Upload a file to S3 to start the deployment pipeline

In [None]:
import boto3
import io
import zipfile
import json

s3 = boto3.client('s3')
sts_client = boto3.client("sts")

session = boto3.session.Session()

account_id = sts_client.get_caller_identity()["Account"]
region = session.region_name

bucket_name = "mlops-%s-%s" % (region, account_id)
key_name = "training_jobs/iris_model/trainingjob.zip"

zip_buffer = io.BytesIO()
with zipfile.ZipFile(zip_buffer, 'a') as zf:
    zf.writestr('trainingjob.json', open('../../api/trainingjob.json', 'r').read())
    zf.writestr('monitoring.json', open('../../api/monitoring.json', 'r').read()) 
    zf.writestr('assets/deploy-model-prd.yml', open('../../assets/template-model-prd.yml', 'r').read())
    zf.writestr('assets/deploy-model-dev.yml', open('../../assets/deploy-model-dev.yml', 'r').read())
    zf.writestr('assets/wait-training-job.yml', open('../../assets/wait-training-job.yml', 'r').read())

zip_buffer.seek(0)

s3.put_object(Bucket=bucket_name, Key=key_name, Body=bytearray(zip_buffer.read()))

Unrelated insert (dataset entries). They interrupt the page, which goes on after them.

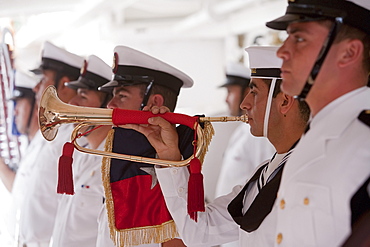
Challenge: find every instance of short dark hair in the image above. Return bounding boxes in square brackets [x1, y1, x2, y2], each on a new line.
[262, 78, 310, 123]
[318, 20, 370, 74]
[136, 83, 178, 112]
[336, 24, 370, 74]
[54, 70, 80, 88]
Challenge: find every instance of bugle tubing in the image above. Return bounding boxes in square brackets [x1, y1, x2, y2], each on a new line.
[39, 85, 248, 166]
[39, 85, 248, 141]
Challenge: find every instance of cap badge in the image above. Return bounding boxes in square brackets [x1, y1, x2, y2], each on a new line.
[112, 52, 119, 74]
[80, 60, 88, 76]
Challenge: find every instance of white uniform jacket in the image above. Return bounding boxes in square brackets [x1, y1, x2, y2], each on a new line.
[52, 140, 105, 247]
[156, 162, 280, 247]
[13, 125, 77, 246]
[216, 124, 275, 197]
[8, 131, 47, 244]
[274, 87, 370, 247]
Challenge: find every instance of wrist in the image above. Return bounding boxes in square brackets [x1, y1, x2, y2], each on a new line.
[157, 149, 181, 161]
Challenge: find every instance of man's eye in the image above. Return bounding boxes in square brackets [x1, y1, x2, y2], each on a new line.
[295, 36, 304, 42]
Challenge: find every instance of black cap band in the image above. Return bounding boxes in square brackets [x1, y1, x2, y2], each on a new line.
[33, 57, 81, 79]
[67, 71, 110, 91]
[251, 68, 281, 78]
[114, 65, 184, 95]
[10, 87, 35, 101]
[220, 75, 250, 87]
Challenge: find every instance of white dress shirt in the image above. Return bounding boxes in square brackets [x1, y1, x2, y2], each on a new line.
[52, 140, 105, 247]
[11, 125, 81, 246]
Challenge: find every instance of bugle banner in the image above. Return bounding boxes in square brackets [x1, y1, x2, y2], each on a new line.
[102, 123, 206, 246]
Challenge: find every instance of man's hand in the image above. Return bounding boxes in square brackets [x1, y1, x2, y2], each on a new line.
[121, 106, 181, 161]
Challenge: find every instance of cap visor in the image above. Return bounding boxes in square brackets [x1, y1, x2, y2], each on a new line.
[267, 13, 327, 30]
[65, 80, 89, 90]
[30, 66, 43, 75]
[267, 14, 305, 30]
[98, 80, 120, 92]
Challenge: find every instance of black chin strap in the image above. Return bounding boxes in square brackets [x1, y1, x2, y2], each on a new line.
[295, 17, 343, 101]
[140, 81, 154, 110]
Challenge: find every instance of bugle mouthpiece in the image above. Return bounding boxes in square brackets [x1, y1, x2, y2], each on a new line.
[199, 115, 248, 123]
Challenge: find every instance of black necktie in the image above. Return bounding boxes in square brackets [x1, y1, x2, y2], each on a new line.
[228, 140, 298, 232]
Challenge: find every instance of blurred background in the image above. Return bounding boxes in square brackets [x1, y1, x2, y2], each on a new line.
[0, 0, 287, 245]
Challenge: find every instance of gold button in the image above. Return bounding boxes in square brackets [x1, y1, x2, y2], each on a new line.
[304, 197, 309, 205]
[280, 199, 285, 209]
[276, 233, 283, 244]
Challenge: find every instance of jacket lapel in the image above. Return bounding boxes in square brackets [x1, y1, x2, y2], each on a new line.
[228, 164, 284, 232]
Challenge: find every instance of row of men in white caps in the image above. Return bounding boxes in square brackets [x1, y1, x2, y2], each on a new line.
[5, 0, 370, 246]
[6, 40, 193, 247]
[5, 41, 276, 247]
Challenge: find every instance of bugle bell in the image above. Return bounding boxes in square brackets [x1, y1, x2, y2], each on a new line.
[39, 85, 248, 167]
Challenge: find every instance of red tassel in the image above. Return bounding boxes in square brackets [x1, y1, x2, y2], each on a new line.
[57, 142, 75, 195]
[187, 157, 205, 222]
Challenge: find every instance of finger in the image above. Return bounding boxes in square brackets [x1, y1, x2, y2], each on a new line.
[142, 106, 150, 111]
[151, 106, 160, 114]
[159, 106, 170, 114]
[148, 116, 173, 130]
[120, 124, 153, 137]
[119, 124, 140, 130]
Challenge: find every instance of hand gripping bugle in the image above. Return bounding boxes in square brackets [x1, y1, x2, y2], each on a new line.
[39, 85, 248, 166]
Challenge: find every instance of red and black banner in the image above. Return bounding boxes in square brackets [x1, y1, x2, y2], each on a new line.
[102, 125, 194, 246]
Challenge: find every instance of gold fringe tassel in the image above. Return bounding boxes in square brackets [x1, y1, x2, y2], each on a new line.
[101, 129, 178, 247]
[113, 220, 178, 247]
[198, 121, 215, 164]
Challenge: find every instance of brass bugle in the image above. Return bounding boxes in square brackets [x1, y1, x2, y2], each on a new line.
[39, 85, 248, 167]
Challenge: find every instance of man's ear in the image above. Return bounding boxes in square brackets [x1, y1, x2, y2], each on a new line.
[56, 76, 77, 103]
[280, 93, 295, 115]
[147, 94, 164, 108]
[56, 76, 71, 91]
[338, 39, 363, 68]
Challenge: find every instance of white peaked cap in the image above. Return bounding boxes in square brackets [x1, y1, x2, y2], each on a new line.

### Ok, now open the AWS console in another tab and go to the CodePipeline console to see the status of our building pipeline

> Finally, click here [NOTEBOOK](04_Check%20Progress%20and%20Test%20the%20endpoint.ipynb) to see the progress and test your endpoint

## Appendix: Suggest Baseline

If you want to create your own baseline you can do it here below, or load one from the workflow

Now that we have the training data ready in S3, let's kick off a job to `suggest` constraints. `DefaultModelMonitor.suggest_baseline(..)` kicks off a `ProcessingJob` using a SageMaker provided Model Monitor container to generate the constraints. Please edit the configurations to fit your needs.

In [None]:
from sagemaker.model_monitor import DefaultModelMonitor
from sagemaker.model_monitor.dataset_format import DatasetFormat
from sagemaker import get_execution_role

role = get_execution_role()

my_default_monitor = DefaultModelMonitor(
    role=role,
    instance_count=1,
    instance_type='ml.m5.xlarge',
    volume_size_in_gb=20,
    max_runtime_in_seconds=3600,
)

my_default_monitor.suggest_baseline(
    baseline_dataset=baseline_data_uri,
    dataset_format=DatasetFormat.csv(header=True),
    output_s3_uri=baseline_results_uri,
    wait=True
)
baseline_job = my_default_monitor.latest_baselining_job

In [None]:
# Load a processiong job from name
from sagemaker.processing import ProcessingJob
baseline_job = ProcessingJob.from_processing_name(sagemaker_session, 'mlops-processingjob-2')

In [None]:
status = baseline_job.describe()['ProcessingJobStatus']
if status != 'Completed':
    raise(Exception('Processing job not completed, status: {}'.format(status)))
    
baseline_result_uri  = baseline_job.outputs[0].destination

### Explore the generated constraints and statistics

In [None]:
import pandas as pd

schema_df = pd.io.json.json_normalize(baseline_job.baseline_statistics().body_dict["features"])
schema_df.head(10)

In [None]:
constraints_df = pd.io.json.json_normalize(baseline_job.suggested_constraints().body_dict["features"])
constraints_df.head(10)